Save the Date for the 10th Annual NCRG Conference on Gambling and Addiction

Mark your calendars for the 10th Annual NCRG Conference on Gambling and Addiction, themed Money, Money, Money: Current Issues Affecting Research, Recovery and Responsible Gaming. The conference will be held Nov. 15-17 at the Mandalay Bay Resort & Casino and Las Vegas Convention Center.

This year’s conference program will highlight the many ways that money and finances impact gambling disorders and treatment. Sessions will examine issues such as how financial risk affects a gambler’s decision making, integrating financial management into treatment for gambling disorders and the state of responsible gaming efforts during the recession. Join the world’s leading addiction scientists, clinicians, public health workers and industry representatives to discuss these and a host of other topics.

What: 10th Annual NCRG Conference on Gambling and Addiction, themed “Money, Money, Money: Current Issues Affecting Research, Recovery and Responsible Gaming”

Where: Mandalay Bay Resort & Casino and Las Vegas Convention Center in Las Vegas, Nevada

When: Nov.15-17, 2009

Looking for the latest news and issues in the gambling disorders research community between conferences? Check out Issues & Insights, a new, monthly online column published by the Institute for Research on Gambling Disorders.

Tuesday, November 18, 2008

Working Together: Responsible Gaming in Indian Country

Jana McKeag, president of Lowry Strategies and a national expert in Indian gaming issues, began this afternoon’s NCRG at G2E session by discussing public misconceptions about problem gambling at tribal casinos. McKeag said that many people assume that few tribal casinos have robust responsible gaming initiatives, and, she explained, these incorrect assumption are often used by gambling opponents to undermine tribal casinos. That is why, she said, tribal casinos must “take the next step” and begin pursuing responsible gaming efforts more aggressively.

McKeag added that the NCRG’s PEER (Partnership for Excellence in Education and Responsible Gaming) program can help tribal casinos take that next step. PEER provides casinos – both large and small – with a blueprint to develop and implement world-class responsible gaming programs.
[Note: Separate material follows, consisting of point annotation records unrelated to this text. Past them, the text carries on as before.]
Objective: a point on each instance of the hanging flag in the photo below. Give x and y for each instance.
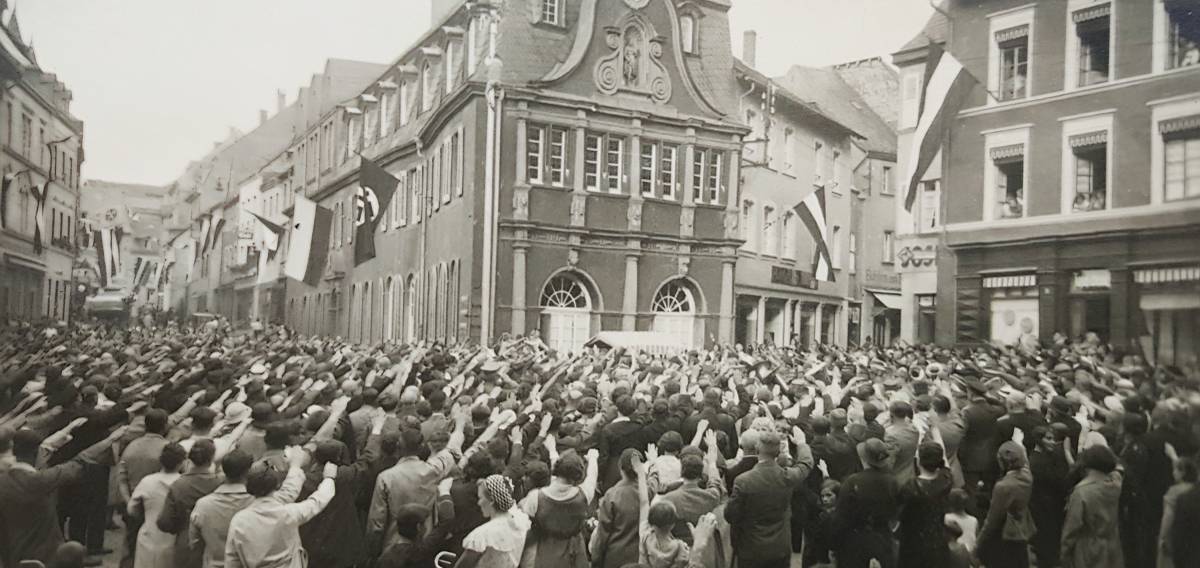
(271, 234)
(97, 240)
(310, 241)
(813, 214)
(205, 229)
(373, 196)
(4, 198)
(40, 193)
(947, 84)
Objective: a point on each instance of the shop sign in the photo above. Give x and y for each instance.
(787, 276)
(1090, 280)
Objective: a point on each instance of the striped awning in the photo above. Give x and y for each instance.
(1006, 153)
(1181, 124)
(1167, 275)
(1013, 34)
(1089, 139)
(1091, 13)
(1011, 281)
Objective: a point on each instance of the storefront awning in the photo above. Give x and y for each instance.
(891, 300)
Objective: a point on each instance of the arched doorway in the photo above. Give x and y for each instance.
(567, 314)
(675, 311)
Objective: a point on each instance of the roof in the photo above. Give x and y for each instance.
(826, 90)
(936, 29)
(793, 97)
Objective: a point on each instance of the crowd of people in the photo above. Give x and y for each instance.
(210, 447)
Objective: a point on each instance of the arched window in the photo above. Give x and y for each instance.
(411, 310)
(567, 314)
(675, 312)
(427, 87)
(688, 33)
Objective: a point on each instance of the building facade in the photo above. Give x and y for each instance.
(814, 132)
(1069, 202)
(42, 147)
(564, 166)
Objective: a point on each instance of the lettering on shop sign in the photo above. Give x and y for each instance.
(917, 256)
(790, 276)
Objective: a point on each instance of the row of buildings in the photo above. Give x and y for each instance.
(567, 166)
(1065, 196)
(41, 153)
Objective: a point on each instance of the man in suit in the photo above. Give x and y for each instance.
(617, 436)
(760, 509)
(901, 438)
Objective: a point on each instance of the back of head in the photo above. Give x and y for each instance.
(262, 482)
(156, 422)
(235, 464)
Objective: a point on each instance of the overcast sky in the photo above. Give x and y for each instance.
(157, 82)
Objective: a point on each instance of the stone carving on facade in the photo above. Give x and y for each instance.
(635, 215)
(687, 221)
(635, 63)
(731, 225)
(579, 209)
(521, 204)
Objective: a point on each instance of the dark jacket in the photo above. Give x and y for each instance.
(760, 509)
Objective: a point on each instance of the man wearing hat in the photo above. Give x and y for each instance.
(867, 504)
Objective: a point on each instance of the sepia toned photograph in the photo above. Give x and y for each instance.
(600, 284)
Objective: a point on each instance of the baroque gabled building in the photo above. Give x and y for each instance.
(569, 166)
(41, 151)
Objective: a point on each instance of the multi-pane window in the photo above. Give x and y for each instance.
(1014, 61)
(552, 12)
(535, 153)
(1183, 34)
(1092, 28)
(667, 172)
(1009, 174)
(1091, 171)
(557, 156)
(1181, 147)
(646, 163)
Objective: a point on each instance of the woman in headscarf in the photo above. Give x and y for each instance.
(1090, 536)
(499, 542)
(559, 513)
(1005, 536)
(922, 520)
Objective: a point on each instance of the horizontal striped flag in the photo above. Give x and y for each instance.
(309, 246)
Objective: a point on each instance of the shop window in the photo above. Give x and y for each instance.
(1013, 48)
(1091, 172)
(1093, 31)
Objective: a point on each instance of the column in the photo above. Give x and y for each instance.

PEER, she said, was a particularly important tool for tribal casinos for two reasons: First, it provides them with a report card that quantifies their responsible gaming efforts, and second, PEER can be customized to meet the distinct needs of tribal casinos.
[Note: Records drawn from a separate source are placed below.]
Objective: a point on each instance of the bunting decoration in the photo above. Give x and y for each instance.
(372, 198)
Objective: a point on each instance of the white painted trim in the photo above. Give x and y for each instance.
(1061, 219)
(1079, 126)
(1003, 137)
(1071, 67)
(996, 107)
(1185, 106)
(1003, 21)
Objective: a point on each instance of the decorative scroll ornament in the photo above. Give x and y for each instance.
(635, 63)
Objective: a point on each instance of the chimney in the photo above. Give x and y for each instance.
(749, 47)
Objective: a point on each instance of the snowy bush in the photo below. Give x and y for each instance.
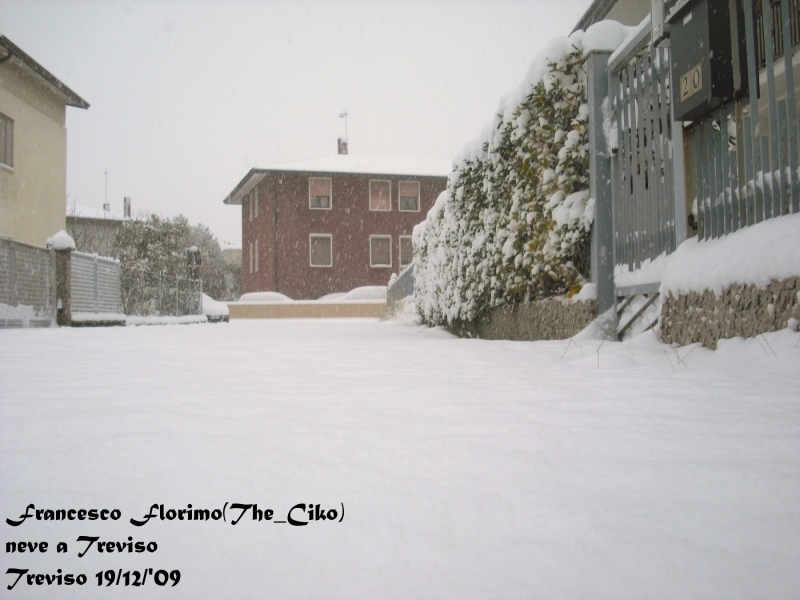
(152, 252)
(514, 223)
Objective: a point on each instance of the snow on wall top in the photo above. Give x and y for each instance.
(756, 255)
(61, 241)
(88, 212)
(378, 165)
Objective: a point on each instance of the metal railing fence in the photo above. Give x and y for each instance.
(744, 161)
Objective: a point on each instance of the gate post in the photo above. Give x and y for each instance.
(600, 182)
(64, 287)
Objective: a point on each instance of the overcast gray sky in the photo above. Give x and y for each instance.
(186, 97)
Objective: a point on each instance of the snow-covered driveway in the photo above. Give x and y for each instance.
(466, 468)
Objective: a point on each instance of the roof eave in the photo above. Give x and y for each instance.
(55, 84)
(247, 183)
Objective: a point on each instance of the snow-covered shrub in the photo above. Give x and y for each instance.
(515, 220)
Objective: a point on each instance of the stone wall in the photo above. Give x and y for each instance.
(741, 310)
(551, 319)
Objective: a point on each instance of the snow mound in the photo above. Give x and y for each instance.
(648, 272)
(755, 255)
(367, 292)
(61, 241)
(264, 297)
(212, 308)
(335, 297)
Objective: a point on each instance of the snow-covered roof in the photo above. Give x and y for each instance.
(89, 212)
(368, 165)
(345, 164)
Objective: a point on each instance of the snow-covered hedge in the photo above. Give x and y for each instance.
(514, 222)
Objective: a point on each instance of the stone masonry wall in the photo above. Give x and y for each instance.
(742, 310)
(551, 319)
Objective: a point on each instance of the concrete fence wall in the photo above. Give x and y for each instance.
(27, 285)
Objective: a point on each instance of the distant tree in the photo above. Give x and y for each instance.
(152, 252)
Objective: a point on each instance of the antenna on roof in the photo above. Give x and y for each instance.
(343, 141)
(343, 115)
(106, 206)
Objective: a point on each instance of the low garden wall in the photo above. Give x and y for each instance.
(550, 319)
(744, 310)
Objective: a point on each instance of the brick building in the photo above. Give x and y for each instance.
(326, 225)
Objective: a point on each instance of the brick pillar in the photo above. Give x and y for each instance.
(64, 287)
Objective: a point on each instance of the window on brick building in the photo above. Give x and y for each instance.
(406, 251)
(380, 251)
(319, 192)
(380, 195)
(320, 250)
(6, 141)
(408, 196)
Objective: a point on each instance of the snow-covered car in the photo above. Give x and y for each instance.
(367, 292)
(215, 312)
(264, 297)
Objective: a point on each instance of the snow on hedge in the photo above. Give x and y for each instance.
(514, 222)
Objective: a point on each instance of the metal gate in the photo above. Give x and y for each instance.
(642, 162)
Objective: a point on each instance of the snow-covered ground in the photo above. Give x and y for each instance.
(467, 468)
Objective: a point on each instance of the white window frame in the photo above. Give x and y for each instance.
(380, 266)
(371, 181)
(319, 235)
(419, 200)
(400, 250)
(330, 198)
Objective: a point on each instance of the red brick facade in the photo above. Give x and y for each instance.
(278, 221)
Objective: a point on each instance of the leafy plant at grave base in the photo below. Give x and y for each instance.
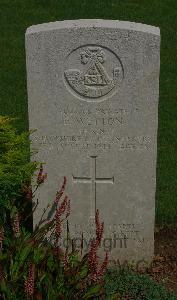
(15, 168)
(130, 285)
(33, 268)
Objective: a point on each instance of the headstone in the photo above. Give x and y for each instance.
(93, 89)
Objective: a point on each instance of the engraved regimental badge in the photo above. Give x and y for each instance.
(92, 72)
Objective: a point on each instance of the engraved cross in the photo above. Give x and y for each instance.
(93, 179)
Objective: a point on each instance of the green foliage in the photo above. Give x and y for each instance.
(137, 286)
(51, 272)
(15, 168)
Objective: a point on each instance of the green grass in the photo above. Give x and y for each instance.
(137, 286)
(17, 15)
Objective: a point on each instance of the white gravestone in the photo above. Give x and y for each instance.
(93, 89)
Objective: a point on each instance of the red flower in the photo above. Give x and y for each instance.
(1, 237)
(29, 283)
(16, 225)
(1, 273)
(103, 266)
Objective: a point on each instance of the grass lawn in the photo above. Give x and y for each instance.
(17, 15)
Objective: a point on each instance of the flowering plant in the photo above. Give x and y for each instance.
(31, 267)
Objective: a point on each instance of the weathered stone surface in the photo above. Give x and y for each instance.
(93, 97)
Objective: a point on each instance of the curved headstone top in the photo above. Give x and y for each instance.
(93, 88)
(91, 23)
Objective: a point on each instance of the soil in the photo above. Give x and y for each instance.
(164, 267)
McKeag turned the presentation over to Dr. Kate Spilde Contreras, chair of the Sycuan Institute on Tribal Gaming at San Diego University, who has conducted research on responsible gaming efforts at tribal casinos in California. In her research, she learned that many tribal casinos wanted to implement responsible gaming programs at their facilities, but that there was a dearth of information available on how to do so. After completing her research, Spilde Contreras joined forces with the NCRG to connect tribal and commercial casinos with practical, easy-to-use responsible gaming resources.

Spilde Contreras then provided audience members with background on the NCRG. She said that the number of responsible gaming resources has grown considerably in recent years, thanks in large part to the NCRG. She added that casinos should approach responsible gaming as a corporate social responsibility initiative. As McKeag said, “responsible gaming helps maximize the benefits of gaming, while minimizing the potential harms.”
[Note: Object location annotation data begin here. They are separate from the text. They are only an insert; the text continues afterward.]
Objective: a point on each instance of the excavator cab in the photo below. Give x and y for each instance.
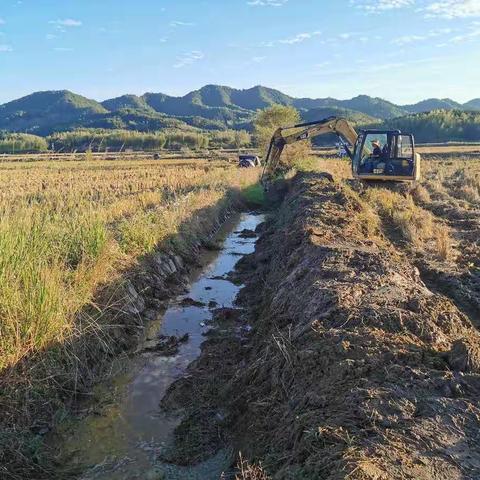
(385, 155)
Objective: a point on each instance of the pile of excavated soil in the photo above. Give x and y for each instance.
(350, 366)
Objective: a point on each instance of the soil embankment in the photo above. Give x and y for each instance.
(346, 366)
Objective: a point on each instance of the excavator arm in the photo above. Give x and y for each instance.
(305, 131)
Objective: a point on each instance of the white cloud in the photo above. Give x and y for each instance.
(177, 23)
(406, 39)
(189, 58)
(301, 37)
(472, 33)
(453, 9)
(378, 6)
(267, 3)
(66, 22)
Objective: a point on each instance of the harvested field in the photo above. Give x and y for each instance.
(352, 351)
(358, 364)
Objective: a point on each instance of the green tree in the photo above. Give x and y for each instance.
(265, 124)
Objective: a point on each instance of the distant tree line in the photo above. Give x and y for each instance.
(21, 143)
(100, 140)
(431, 127)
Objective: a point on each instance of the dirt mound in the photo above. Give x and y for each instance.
(353, 367)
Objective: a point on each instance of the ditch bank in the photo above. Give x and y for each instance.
(347, 365)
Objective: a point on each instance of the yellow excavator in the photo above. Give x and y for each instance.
(376, 155)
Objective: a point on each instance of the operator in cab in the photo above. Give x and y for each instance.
(377, 149)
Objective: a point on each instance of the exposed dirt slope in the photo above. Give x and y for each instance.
(354, 368)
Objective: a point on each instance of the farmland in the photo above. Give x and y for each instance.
(70, 234)
(78, 236)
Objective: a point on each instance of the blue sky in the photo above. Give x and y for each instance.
(402, 50)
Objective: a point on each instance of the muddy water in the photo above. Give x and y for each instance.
(123, 440)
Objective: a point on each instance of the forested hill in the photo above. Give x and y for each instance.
(212, 107)
(439, 126)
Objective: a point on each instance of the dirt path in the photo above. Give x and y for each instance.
(348, 365)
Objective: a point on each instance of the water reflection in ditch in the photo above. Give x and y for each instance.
(123, 442)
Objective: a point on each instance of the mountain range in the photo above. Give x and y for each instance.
(212, 107)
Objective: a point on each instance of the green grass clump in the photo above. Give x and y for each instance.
(254, 195)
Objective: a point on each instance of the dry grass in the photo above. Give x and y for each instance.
(68, 227)
(250, 472)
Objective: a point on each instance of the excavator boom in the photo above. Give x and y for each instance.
(305, 131)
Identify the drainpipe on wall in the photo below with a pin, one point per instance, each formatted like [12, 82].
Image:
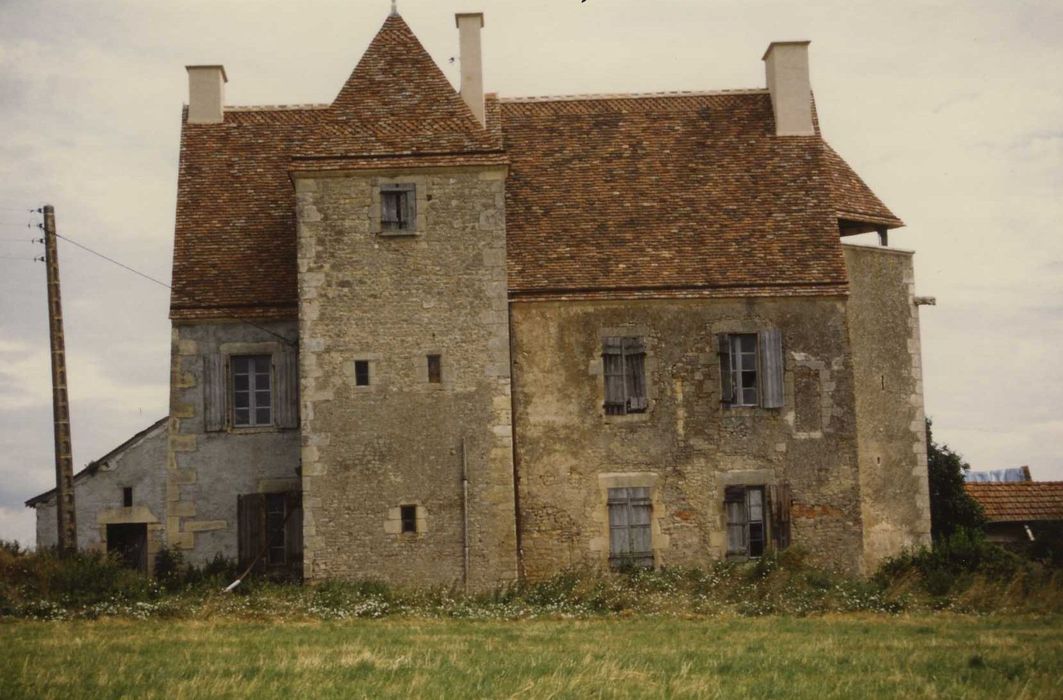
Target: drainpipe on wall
[465, 513]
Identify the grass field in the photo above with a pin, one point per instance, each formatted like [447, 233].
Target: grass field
[844, 656]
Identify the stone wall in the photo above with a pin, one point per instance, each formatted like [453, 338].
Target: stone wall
[884, 330]
[206, 472]
[98, 495]
[688, 446]
[391, 301]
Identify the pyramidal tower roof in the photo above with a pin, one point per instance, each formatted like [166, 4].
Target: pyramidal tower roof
[398, 101]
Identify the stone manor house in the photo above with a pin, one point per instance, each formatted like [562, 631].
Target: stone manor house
[442, 337]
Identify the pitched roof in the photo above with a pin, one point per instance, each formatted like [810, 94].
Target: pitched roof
[93, 466]
[680, 194]
[1018, 501]
[673, 193]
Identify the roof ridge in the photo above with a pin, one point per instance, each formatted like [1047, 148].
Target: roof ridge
[633, 96]
[275, 107]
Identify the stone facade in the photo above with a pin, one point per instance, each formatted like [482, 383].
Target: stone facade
[99, 499]
[391, 301]
[207, 470]
[688, 446]
[891, 426]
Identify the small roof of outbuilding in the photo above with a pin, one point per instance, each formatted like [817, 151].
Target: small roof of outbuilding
[1018, 501]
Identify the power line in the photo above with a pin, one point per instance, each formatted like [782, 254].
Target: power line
[163, 284]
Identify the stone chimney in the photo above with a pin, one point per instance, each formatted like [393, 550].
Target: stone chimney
[472, 65]
[786, 64]
[206, 94]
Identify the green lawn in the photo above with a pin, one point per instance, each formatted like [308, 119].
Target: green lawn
[925, 655]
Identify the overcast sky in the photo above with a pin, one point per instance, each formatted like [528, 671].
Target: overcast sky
[950, 111]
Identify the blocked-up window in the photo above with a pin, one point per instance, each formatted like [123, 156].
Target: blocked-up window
[751, 369]
[624, 366]
[630, 536]
[407, 515]
[398, 207]
[757, 516]
[252, 390]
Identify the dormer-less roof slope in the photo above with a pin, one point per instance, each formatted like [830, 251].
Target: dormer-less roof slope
[627, 195]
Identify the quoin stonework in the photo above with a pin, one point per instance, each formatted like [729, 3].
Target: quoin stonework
[440, 337]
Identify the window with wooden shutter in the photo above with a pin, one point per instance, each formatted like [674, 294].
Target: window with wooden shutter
[624, 368]
[757, 516]
[770, 342]
[252, 377]
[752, 369]
[630, 534]
[398, 208]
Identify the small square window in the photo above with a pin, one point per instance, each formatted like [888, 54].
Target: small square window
[361, 373]
[408, 515]
[398, 208]
[435, 369]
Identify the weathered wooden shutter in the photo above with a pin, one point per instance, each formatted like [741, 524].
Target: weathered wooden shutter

Contreras then introduced Jacob Coin, director of the office of public affairs for the San Manuel Band of Mission Indians, and his colleague, Diana Scina. Jacob told a story about his father, who returned home from World War II with severe alcohol problems. He said that similar issues, such as gambling addiction, are plaguing Indian communities. He added that it is the responsibility of tribal leaders to preserve the cultural, spiritual and social health of their communities. He said, “We are in the entertainment business, but there is nothing entertaining about seeing people lose their jobs, homes, or families because of their addictions.”

Scina then discussed the responsible gaming efforts in place at the San Manuel Indian Bingo and Casino. There, she said, they have placed responsible gaming posters throughout the facility. Also, they have trained all front-line employees on how to identify gamblers who may have problems. All management staff is trained to reach out to potential problem gamblers, and management also is prohibited from gambling at the facility. In addition, the San Manuel Indian Bingo and Casino has implemented a self-exclusion program and strict age restrictions for the entire facility, not just the gaming floor.

The panel then accepted questions from audience members, who asked about the specifics of the San Manuel Indian Bingo and Casino self-exclusion programs and marketing materials. Spilde Contreras briefly reviewed the PEER program and encouraged audience members to participate in a demonstration of the program at the conclusion of the breakout session. McKeag concluded the session by reiterating how helpful the PEER program can be for tribal casinos, calling it the “next wave” in responsible gaming.

Interview with Kate Spilde Contreras of San Diego State University

Click here for the NCRG Blog Team interview with Dr. Kate Spilde Contreras, chair of the Sycuan Institute on Tribal Gaming at San Diego State University, about her NCRG Conference experience. Spilde Contreras participated in this afternoon’s NCRG at G2E session, Working Together: Responsible Gaming in Indian Country.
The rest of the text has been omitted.